E depois, é a atitude desarmante… Feist dá muito de si, atua a um metro do público e responde a perguntas, ri-se connosco, passeia no meio de nós cantando uma música à capela, a certa altura dança com alguém, tudo aquilo é muito cru. Ninguém se intromete inconvenientemente porque estamos todos a disfrutar.
Ao fim de uma hora de concerto, sobe ao palco principal e eis que há uma banda. Há teclados e moduladores, baterias e um violino. O som fica mais cheio mas o que se perde em intimidade ganha-se em energia. De repente lembro-me que ela foi dos Broken Social Scene antes de se ter iniciado a solo na viragem do século.

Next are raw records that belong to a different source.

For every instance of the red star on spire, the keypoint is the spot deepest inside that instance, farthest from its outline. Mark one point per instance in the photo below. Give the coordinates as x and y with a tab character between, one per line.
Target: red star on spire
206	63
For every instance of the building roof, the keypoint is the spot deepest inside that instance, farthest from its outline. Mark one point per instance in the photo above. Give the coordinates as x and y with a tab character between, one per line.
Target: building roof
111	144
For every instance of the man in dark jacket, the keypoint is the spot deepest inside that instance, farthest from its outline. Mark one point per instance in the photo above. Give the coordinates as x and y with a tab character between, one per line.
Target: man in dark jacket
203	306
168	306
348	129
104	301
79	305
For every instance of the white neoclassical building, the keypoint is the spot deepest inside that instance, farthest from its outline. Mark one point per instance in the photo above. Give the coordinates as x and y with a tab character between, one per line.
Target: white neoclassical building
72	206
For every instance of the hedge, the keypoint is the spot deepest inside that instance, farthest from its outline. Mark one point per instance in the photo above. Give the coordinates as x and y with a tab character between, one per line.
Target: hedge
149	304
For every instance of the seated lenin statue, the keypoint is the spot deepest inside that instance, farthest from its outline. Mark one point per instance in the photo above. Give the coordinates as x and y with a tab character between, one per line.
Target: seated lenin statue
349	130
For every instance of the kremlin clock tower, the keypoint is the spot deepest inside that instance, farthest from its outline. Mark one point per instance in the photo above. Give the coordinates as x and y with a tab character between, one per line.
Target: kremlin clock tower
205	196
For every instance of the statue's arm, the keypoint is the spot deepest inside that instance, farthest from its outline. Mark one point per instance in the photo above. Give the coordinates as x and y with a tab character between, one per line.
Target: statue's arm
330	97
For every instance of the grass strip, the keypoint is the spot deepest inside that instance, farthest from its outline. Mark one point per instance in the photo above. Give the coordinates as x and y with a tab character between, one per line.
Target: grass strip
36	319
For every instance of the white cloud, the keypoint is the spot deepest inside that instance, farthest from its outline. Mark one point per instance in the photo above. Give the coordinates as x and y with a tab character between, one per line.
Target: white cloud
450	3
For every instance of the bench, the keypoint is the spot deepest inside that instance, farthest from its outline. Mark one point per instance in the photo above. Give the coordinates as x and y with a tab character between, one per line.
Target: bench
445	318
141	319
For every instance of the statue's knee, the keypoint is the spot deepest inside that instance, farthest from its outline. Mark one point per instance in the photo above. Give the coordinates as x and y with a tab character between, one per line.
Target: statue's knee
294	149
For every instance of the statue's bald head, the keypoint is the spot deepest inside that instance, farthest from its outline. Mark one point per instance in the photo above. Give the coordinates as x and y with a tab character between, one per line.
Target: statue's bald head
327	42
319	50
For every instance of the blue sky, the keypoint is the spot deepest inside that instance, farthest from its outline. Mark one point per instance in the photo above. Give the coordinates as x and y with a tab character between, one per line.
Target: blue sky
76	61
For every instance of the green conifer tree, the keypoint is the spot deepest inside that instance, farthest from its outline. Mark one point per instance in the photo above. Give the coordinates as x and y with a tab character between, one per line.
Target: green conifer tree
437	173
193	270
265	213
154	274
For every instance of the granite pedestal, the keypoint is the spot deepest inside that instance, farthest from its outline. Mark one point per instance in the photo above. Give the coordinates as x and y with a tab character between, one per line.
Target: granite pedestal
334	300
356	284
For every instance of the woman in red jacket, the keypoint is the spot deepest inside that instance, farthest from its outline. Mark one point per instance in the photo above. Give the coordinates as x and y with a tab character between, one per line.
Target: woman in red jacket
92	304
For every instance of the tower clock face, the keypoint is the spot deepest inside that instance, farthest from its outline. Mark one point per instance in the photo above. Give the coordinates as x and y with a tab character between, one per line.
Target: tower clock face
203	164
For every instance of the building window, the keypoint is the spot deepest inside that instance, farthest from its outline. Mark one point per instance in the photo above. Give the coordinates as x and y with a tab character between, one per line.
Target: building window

Realce para ”In Lightning”, provavelmente a melhor faixa do novo álbum, onde ela canta em multipistas gravando live com os teclados vintage e uma bateria a acompanhar. Belo tema este e bastante diferente da versão em disco.
Diz então que alguém lhe passou uma nota hoje pra ela tocar uma música, ela faz a vontade e diz que passar notas é giro e analógico. A música é “Let it die”, a linda canção que deu nome ao seu segundo álbum.
Duas horas depois acaba o concerto.
Percebemos então que o jovem “do público” a quem entregou o telemóvel e que passou a noite a mostrar imagens no grande ecrã, faz parte da produção. Desculpamos-lhe o teatrinho e agradecemos a confissão.
Volta um pouco mais tarde para dois temas de encore. Novamente só com a guitarra comove-nos com o seu jeito de cantar. Envelheceu bem a moça.